Party bags were originally just cheap and cheeerful receptacles for a slice of birthday cake and a novelty item or two.
They have rapidly evolved into status items, packed to the brim with small toys. They have become very costly, and there is a risk of escalation as parents strive to 'keep up with the Joneses'.
You can restore sanity by taking some very simple steps:
- Set an upper price limit for party bags and stick to it. If you are working within a budget (and it could be as little as £1) it will test your ingenuity and creativity.
- One option is to bulk buy items at a supermarket or pound shop - sweets, balloons, novelties, and then simply distribute them in party bags.
- If you're looking for something more creative, you could bake your own cakes and biscuits, and use the money to buy one - reasonable quality - wooden toy.
- Alternatively, you could find a source of unusual items that go beyond the usual supermarket clichés. An ethnic shop selling wooden toys from central Europe, embroidered bags from China, beads from India or yo-yos from South America is a good option. Most shops will give you at least a 10% discount if you're bulk buying.

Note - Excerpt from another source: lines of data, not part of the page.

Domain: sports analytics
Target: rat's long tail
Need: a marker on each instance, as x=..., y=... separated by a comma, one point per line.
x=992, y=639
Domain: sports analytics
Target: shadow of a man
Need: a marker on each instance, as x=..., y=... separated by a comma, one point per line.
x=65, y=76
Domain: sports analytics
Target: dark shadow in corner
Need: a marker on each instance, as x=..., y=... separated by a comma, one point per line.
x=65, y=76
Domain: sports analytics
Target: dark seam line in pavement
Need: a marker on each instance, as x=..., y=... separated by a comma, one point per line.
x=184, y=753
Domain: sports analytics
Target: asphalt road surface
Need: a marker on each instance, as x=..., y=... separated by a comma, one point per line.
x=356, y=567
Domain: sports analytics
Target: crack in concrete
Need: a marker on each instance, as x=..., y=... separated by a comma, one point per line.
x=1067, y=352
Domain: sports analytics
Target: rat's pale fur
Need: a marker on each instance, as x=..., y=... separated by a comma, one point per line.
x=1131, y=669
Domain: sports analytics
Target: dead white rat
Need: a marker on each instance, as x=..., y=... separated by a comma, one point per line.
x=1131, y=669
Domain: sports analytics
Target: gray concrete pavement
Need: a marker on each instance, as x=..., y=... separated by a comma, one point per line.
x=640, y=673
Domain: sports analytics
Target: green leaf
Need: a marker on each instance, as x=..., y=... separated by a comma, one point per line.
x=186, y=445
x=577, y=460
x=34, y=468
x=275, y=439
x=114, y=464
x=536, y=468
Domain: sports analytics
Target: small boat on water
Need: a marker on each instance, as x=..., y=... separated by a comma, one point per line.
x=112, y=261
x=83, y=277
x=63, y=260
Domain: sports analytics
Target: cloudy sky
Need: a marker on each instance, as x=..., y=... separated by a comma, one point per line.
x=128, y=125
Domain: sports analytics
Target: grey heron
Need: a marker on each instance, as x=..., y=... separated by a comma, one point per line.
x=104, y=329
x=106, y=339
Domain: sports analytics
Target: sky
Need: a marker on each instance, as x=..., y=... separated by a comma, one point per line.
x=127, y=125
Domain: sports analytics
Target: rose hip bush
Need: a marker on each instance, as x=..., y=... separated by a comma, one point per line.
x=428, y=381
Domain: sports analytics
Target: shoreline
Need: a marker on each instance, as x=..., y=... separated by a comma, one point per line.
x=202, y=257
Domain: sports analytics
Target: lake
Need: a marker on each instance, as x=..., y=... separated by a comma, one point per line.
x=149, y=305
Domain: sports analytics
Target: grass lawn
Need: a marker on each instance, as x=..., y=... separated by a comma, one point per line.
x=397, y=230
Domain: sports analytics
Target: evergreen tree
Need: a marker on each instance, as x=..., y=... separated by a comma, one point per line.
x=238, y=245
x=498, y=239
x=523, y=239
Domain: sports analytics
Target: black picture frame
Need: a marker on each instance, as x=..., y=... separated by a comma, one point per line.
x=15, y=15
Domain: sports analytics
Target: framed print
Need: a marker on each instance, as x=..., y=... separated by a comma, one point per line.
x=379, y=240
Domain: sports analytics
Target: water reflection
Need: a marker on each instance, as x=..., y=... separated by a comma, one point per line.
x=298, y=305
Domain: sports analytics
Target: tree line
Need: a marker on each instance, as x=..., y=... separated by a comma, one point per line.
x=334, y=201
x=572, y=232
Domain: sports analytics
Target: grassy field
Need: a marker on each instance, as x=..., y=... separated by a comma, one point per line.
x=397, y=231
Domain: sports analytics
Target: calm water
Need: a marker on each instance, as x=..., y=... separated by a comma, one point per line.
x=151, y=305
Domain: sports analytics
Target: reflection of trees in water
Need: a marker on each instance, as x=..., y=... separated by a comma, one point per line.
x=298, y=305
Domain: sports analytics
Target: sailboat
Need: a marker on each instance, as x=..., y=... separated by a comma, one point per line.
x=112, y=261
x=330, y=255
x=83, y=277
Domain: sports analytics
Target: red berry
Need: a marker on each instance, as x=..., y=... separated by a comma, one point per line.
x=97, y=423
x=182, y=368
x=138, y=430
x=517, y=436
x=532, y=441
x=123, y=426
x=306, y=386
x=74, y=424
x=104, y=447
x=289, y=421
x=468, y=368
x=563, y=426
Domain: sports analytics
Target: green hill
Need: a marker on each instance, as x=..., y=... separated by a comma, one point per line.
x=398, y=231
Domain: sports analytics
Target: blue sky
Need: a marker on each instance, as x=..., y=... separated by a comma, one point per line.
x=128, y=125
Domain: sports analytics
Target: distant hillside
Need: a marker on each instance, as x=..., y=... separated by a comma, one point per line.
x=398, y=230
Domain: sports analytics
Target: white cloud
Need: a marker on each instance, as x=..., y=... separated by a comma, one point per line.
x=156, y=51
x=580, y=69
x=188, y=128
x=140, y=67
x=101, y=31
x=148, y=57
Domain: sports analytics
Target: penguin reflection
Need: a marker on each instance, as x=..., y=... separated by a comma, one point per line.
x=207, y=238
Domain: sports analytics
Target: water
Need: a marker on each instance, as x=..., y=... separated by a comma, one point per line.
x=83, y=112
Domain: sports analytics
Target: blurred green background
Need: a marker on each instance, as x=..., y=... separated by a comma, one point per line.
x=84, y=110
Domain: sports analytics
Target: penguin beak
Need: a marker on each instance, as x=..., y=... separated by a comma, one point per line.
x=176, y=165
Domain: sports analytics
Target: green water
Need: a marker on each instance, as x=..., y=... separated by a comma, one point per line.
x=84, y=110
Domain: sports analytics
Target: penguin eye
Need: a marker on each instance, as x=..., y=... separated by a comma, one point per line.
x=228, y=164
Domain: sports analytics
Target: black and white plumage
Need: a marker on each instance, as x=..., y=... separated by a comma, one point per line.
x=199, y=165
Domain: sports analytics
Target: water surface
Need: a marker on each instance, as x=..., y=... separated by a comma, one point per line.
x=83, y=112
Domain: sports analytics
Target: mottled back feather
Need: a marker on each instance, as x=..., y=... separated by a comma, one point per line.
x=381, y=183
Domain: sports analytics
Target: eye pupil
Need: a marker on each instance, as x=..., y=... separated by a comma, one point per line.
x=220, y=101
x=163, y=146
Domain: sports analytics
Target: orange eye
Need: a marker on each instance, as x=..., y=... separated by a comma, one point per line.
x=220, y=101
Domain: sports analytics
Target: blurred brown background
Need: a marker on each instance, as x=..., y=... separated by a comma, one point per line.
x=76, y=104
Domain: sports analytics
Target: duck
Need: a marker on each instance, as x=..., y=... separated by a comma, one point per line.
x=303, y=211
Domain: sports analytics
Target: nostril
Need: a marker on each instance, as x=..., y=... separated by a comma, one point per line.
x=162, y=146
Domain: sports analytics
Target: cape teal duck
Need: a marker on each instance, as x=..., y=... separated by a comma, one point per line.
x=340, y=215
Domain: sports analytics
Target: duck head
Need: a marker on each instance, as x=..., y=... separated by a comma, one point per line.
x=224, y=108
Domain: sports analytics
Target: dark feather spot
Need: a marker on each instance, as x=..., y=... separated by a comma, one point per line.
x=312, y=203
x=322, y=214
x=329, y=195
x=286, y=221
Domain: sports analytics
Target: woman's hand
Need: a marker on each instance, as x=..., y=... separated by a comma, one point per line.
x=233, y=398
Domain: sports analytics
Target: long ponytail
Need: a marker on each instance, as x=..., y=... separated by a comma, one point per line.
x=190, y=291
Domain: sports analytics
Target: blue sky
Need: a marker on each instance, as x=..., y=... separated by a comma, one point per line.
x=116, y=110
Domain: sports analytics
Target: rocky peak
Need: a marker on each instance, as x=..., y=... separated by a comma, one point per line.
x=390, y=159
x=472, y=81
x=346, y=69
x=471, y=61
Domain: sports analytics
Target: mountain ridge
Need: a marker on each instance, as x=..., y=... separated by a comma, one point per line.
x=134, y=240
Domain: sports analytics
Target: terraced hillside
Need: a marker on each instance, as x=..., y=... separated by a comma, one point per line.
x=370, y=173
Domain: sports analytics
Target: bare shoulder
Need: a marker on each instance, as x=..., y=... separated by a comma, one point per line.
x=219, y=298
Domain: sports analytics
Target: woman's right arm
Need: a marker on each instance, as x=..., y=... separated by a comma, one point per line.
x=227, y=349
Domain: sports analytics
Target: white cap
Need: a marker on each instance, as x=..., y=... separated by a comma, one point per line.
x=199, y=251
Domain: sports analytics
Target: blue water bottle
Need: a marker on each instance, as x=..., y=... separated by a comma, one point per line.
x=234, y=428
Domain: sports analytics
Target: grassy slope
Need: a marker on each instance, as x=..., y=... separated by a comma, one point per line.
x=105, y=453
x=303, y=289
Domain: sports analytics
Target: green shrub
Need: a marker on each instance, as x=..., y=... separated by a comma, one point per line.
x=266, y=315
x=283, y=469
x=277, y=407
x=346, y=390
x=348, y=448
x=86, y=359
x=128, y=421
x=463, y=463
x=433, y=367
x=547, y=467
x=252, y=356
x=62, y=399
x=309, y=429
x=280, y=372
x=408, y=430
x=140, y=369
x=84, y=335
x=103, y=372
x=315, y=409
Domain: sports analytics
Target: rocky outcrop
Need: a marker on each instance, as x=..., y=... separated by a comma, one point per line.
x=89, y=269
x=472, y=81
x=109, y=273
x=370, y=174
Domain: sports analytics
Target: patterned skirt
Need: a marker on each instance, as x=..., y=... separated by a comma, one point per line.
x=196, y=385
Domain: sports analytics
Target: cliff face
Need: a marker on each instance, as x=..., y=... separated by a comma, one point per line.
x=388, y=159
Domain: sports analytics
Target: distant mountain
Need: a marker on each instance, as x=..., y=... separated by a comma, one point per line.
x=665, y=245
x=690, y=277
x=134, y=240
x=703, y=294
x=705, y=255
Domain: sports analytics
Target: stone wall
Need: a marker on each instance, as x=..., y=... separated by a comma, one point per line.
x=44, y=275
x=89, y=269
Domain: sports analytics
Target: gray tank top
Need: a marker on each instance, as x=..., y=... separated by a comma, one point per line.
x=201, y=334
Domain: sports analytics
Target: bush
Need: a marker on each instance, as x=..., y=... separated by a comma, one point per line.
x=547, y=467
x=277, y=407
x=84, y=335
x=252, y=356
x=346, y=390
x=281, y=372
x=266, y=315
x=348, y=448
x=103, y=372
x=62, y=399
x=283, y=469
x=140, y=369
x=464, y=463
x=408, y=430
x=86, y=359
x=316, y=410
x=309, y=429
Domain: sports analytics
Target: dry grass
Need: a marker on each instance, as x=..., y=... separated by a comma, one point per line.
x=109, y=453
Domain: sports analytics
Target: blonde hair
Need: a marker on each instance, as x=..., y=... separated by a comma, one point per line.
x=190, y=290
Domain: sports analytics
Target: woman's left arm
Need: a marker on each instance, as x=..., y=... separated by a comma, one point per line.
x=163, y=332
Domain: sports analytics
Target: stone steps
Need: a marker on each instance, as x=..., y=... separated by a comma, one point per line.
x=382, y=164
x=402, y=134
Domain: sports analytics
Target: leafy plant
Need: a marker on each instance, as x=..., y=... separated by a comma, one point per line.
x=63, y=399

- If you have a good joke shop nearby, you'll find that this is another source of cheap novelty items (especially for little boys).
- Be creative with the bags themselves. You could buy small plain paper carrier bags and decorate them yourself - maybe with your child's help. Children love it if their bag is decorated with their own names.
- Don't compete. If your child comes home with a lavish party bag packed with electronic gizmos and gadgets, console yourself that this is a very vulgar bid to impress. Don't fall into the trap of thinking you have to outdo it.
- Remember that children can be surprised and delighted by very unexpected things, and go for originality, not value.
- Alternatively, you could just eschew the whole party bag trap - it's really not obligatory, and as long as you warn your child that you're not giving out party bags (explain that you'd rather spend the money on better treats, games etc. at the party), you should be able to get away with it. Most children will, in any case, see party bags as childish by the time they reach the age of eight or nine.